Bir düzenin var. Düzeni olan şarkıcıların da bu piyasadaki ömrü uzuyor.
EŞİMİN BOŞANMA AVUKATI OLMASI SIKINTILI BİR DURUM
◊ Eşiniz de bu camiadan mı?
- Yok, o avukat. Ben ne kadar hiperaktifsem o da o kadar durgun. Denge bu işte. O da benim gibi olsa büyük kavga çıkardı muhtemelen.
◊ Yani her daim avukatınız yanı başınızda, sizin açınızdan avantaj...
- Pek avantaj değil aslında, çünkü boşanma avukatı. En ufak kavgada kağıdı çıkarıverir. Sıkıntılı bir durum.

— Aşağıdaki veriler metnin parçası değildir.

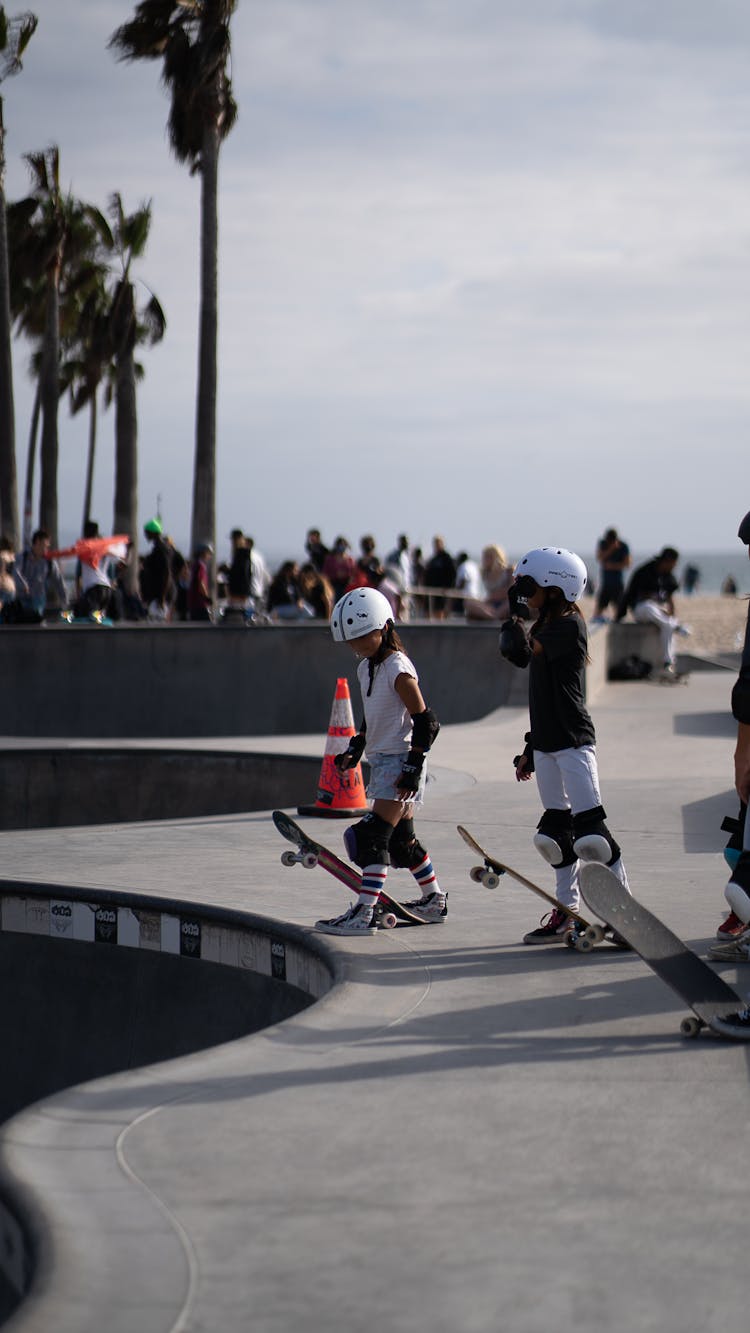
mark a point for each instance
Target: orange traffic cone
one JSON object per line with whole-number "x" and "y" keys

◊ Belki de gizli gizli dosya hazırlanıyordur gıyabınızda.
- Dosya hazırlamıyor da atıştığımızda gece oturup bir dilekçe yazıveriyor, sabahına “İmzala bunu, boşanıyoruz” diyor. (Gülüyor) Cırt yırtıyorum, “Aşkım toparlarız biz onu” diyorum.
◊ Evde sık sık gerilim yaşanır mı?
- Sık değil ama sonuçta oluyor bazen tabii, kaç yıllık evliyiz, atışabiliyoruz. Ama evden çıkıyorum, biraz sonra hiçbir şey olmamış gibi dönüyorum.
◊ Nasıl tanışmıştınız siz?
- Benim avukatımdı. (Gülüyor) Kendisi arkadaşımdı aslında. Sonra bir davamız oldu, o konuda bana yardım etti. O kadar sakindi ki âşık oldum.
◊ Nasıl bir babasınız?
- İkizlerim bana “Komik baba” diyor. Eşimin annesi ikiz. Bir kuşak atlarmış ya, bize denk geldi. Zaten bende bir çocuk vardı, ikizler doğunca başımdan aşağı kaynar sular döküldü. “Allah’ım ne oluyor” dedim.
◊ Kaç yaşındalar?
- Kızlar 3.5 yaşında, oğlum da 11. Şimdi “İyi ki ikiz doğmuş” diyorum. İkiz bir lütufmuş meğer.
◊ Kız çocukları ile babaları arasında çok güçlü bir bağ olduğu söylenir.
- Kesinlikle. Mesela bazen konser için iki günlüğüne Ankara’ya gidiyorum. Oğlan, “Ben geldim” dediğimde “Nereden geldin” diyor. Ama kızlar, “Babacıııım” diye bağırarak karşılıyor.